Leïla Marouane fait partie de cette génération d’écrivains maghrébins en lutte contre les maux qui touchent leurs pays. Souvent d’expression française, ces auteurs, qu’ils écrivent de Paris, de Rabat ou d’Alger, ont fait de leur littérature un moyen de résistance. Que la dénonciation des normes sociales soit évoquée en toile de fond ou s’impose comme l’objet du livre, beaucoup considèrent l’écriture comme le meilleur moyen d’opposition aux dérives sociales, religieuses ou politiques qui touchent les milieux qu’ils côtoient, de près ou de loin. De Tahar Ben Jelloun à Assia Djebar, rares sont ceux dont les regards ne se font pas critiques lorsqu’ils évoquent leurs sociétés.

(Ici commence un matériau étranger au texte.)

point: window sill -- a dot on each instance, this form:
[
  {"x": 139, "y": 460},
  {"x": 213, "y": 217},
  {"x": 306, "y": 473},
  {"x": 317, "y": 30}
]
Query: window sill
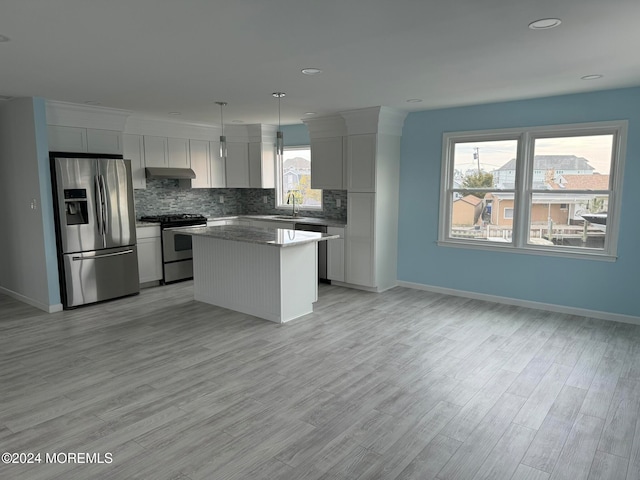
[
  {"x": 529, "y": 250},
  {"x": 300, "y": 209}
]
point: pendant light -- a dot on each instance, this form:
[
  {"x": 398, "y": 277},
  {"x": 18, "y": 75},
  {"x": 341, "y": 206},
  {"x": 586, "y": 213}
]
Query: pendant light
[
  {"x": 279, "y": 137},
  {"x": 223, "y": 139}
]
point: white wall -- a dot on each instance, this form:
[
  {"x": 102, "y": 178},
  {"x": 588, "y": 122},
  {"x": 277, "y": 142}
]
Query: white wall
[{"x": 28, "y": 269}]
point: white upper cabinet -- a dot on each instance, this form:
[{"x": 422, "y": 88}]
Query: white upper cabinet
[
  {"x": 207, "y": 164},
  {"x": 178, "y": 152},
  {"x": 67, "y": 139},
  {"x": 361, "y": 163},
  {"x": 133, "y": 149},
  {"x": 327, "y": 165},
  {"x": 84, "y": 129},
  {"x": 84, "y": 140},
  {"x": 237, "y": 165},
  {"x": 104, "y": 141},
  {"x": 262, "y": 165},
  {"x": 328, "y": 170},
  {"x": 200, "y": 163},
  {"x": 155, "y": 151}
]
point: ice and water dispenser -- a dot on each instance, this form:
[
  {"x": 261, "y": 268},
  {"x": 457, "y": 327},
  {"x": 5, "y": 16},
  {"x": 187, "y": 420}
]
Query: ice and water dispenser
[{"x": 75, "y": 206}]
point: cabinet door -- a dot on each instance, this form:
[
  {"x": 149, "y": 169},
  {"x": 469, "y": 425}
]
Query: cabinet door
[
  {"x": 67, "y": 139},
  {"x": 155, "y": 151},
  {"x": 104, "y": 141},
  {"x": 327, "y": 163},
  {"x": 237, "y": 165},
  {"x": 149, "y": 254},
  {"x": 200, "y": 163},
  {"x": 335, "y": 255},
  {"x": 361, "y": 163},
  {"x": 261, "y": 165},
  {"x": 216, "y": 165},
  {"x": 359, "y": 251},
  {"x": 178, "y": 149},
  {"x": 133, "y": 149}
]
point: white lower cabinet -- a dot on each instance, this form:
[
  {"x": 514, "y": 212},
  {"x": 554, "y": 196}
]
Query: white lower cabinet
[
  {"x": 359, "y": 246},
  {"x": 335, "y": 255},
  {"x": 149, "y": 254}
]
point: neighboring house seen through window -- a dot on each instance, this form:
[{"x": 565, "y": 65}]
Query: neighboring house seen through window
[
  {"x": 294, "y": 180},
  {"x": 550, "y": 190}
]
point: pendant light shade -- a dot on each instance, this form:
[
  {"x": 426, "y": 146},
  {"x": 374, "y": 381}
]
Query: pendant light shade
[
  {"x": 279, "y": 136},
  {"x": 223, "y": 138}
]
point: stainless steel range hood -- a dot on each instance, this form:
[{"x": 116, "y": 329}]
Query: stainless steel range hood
[{"x": 167, "y": 172}]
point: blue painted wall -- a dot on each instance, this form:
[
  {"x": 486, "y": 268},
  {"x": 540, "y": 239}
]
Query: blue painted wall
[
  {"x": 295, "y": 135},
  {"x": 46, "y": 196},
  {"x": 612, "y": 287}
]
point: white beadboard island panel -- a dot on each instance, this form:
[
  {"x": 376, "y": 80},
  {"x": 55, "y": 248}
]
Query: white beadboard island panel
[{"x": 277, "y": 284}]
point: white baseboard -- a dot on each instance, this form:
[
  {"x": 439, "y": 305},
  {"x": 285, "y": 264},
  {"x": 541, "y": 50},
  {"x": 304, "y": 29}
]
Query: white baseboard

Entre ces auteurs, Leïla Marouane est peut-être un des plus virulents, si ce n’est par les mots mais par l’implication dont elle fait preuve depuis toujours. Un combat d’une vie qui n’utilise que la force de l’imagination pour dénoncer des vérités bien réelles. Inventer pour finalement décrire ce qui existe. « La littérature doit mentir pour être vraie », avoue l’auteur.

 

Réveiller les consciences en accentuant la réalité pour la rendre plus vraie est un des buts de l’écrivain pour qui le journalisme a pourtant marqué une partie de sa vie. Jeune Afrique, Politis ou encore des hebdomadaires allemands, Leïla Marouane mène son combat par les mots, qu’ils soient ceux de la presse ou du roman. Celle qui, dans ses derniers ouvrages, « a mis à nu les femmes », comme elle aime le dire, ne rechigne pas à changer de casquette pour défendre ses objectifs. Des objectifs de changement prônés par une féministe se disant « consciente de la condition des femmes » dans les pays arabes en particulier et dans le monde en général.

 

Celle qui a décidé de vouer sa vie à l’écriture, non pas seulement pour la beauté des mots, mais aussi pour leur pouvoir de faire changer les choses, n’aspire qu’à une chose : continuer son action qu’elle a commencée il y a trente ans en Algérie. La route est encore longue, mais Leïla Marouane, comme d’habitude, ne baissera pas les bras.

 

Alban de Ménonville

 

http://hebdo.ahram.org.eg/arab/ahram/2010/4/21/visa0.htm

 

 

Jalons

1960 : Naissance à Djerba (Tunisie) mais passe son enfance en Algérie.
1980 :
Etudiante à la faculté des lettres d’Alger.
1991 :
S’installe à Paris après avoir été victime d’une agression suite à la publication d’une série d’articles.
1996 :
Publication de La Fille de la Casbah (Juillard), son premier roman.
2007 :
Publication de La Vie sexuelle d’un islamiste à Paris (Albin Michel).